(344e) Ziegler and Nichols Meet Kermack and Mckendrick: Parsimony in Dynamic Models for Epidemiology

The COVID-19 epidemic is widely touted as the first in history for which management strategies relied extensively on modeling. A comprehensive model for the spread of an epidemic was developed in a modeling tour de force by Kermack and McKendrick about a century ago. A simplified version of that model has become widely popular recently, even though it has limitations that its originators had clearly articulated and warned against. In summary, a basic limitation of that simplified version is that it assumes most infected individuals recover in 0 time, thus leading to underprediction of the peak of infectious individuals in an epidemic by a factor of 2. (The subject of "Flattening the Curve" widely publicized in managing COVID-19 aimed, among other targets, at lowering that peak.) One could avoid this limitation by considering model that have higher complexity, with obvious pluses and minuses.

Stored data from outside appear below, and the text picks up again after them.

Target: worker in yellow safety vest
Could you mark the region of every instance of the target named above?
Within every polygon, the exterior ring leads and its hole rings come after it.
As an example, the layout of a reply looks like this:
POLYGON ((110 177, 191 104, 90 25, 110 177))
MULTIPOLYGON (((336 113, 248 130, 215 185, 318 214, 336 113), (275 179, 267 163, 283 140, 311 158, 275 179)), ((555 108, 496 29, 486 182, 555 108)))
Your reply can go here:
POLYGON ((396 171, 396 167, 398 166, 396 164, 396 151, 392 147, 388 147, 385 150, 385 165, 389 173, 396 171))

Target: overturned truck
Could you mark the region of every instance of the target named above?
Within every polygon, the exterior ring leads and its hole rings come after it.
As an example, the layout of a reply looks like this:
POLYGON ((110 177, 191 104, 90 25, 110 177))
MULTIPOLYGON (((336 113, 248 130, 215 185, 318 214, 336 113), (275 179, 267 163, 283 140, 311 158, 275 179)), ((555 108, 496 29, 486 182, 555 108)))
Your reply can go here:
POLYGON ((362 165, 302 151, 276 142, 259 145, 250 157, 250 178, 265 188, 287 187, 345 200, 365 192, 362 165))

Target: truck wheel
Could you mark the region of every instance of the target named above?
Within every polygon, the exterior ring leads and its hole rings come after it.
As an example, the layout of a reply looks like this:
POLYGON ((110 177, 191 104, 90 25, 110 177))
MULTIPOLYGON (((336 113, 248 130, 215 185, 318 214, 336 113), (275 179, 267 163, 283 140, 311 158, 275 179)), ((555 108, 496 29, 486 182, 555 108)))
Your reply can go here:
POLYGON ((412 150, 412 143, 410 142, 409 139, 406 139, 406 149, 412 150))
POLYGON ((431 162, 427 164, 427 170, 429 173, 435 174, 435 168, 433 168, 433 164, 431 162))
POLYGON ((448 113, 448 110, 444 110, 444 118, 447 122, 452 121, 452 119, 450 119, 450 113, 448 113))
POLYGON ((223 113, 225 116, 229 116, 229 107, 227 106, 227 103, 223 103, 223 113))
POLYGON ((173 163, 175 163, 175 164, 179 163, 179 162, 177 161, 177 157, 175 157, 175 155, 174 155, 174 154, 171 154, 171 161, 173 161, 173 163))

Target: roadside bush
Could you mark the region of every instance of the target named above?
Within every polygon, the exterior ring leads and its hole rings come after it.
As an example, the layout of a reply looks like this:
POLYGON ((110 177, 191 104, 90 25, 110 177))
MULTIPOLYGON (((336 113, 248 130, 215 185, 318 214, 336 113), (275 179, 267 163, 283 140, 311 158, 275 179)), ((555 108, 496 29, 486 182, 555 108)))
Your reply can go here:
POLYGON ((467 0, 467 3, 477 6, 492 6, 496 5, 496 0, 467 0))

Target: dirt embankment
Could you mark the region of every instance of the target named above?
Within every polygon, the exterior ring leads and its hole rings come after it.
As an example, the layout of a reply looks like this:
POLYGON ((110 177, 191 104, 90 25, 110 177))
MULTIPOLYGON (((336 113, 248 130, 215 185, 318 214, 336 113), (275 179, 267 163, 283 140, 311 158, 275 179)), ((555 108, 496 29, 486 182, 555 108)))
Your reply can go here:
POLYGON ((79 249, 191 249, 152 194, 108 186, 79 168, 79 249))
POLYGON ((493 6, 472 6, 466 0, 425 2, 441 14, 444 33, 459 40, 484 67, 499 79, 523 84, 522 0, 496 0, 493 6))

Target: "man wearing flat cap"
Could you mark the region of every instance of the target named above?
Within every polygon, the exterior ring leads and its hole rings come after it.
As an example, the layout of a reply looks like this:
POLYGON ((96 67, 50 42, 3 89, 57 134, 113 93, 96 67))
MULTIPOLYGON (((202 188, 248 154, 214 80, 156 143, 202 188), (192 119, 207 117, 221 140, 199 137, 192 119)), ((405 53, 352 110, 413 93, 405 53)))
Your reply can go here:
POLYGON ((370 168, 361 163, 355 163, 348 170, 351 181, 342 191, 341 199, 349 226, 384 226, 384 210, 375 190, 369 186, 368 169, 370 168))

The focus of this presentation is to present two novel forms of the simplified Kermack-McKendrick model that predict infectious peaks more accurately yet retain simplicity: The first relies on a Pade' approximation of a corresponding transfer function and the second relies on approximating a probability distribution using the Ziegler-Nichols ideas of approximating a high-order system by one of first order plus time delay. In the spirit of Box's famous dictum, both models are "wrong but useful" and create a simple tool for simple use and communication among experts and non-experts alike.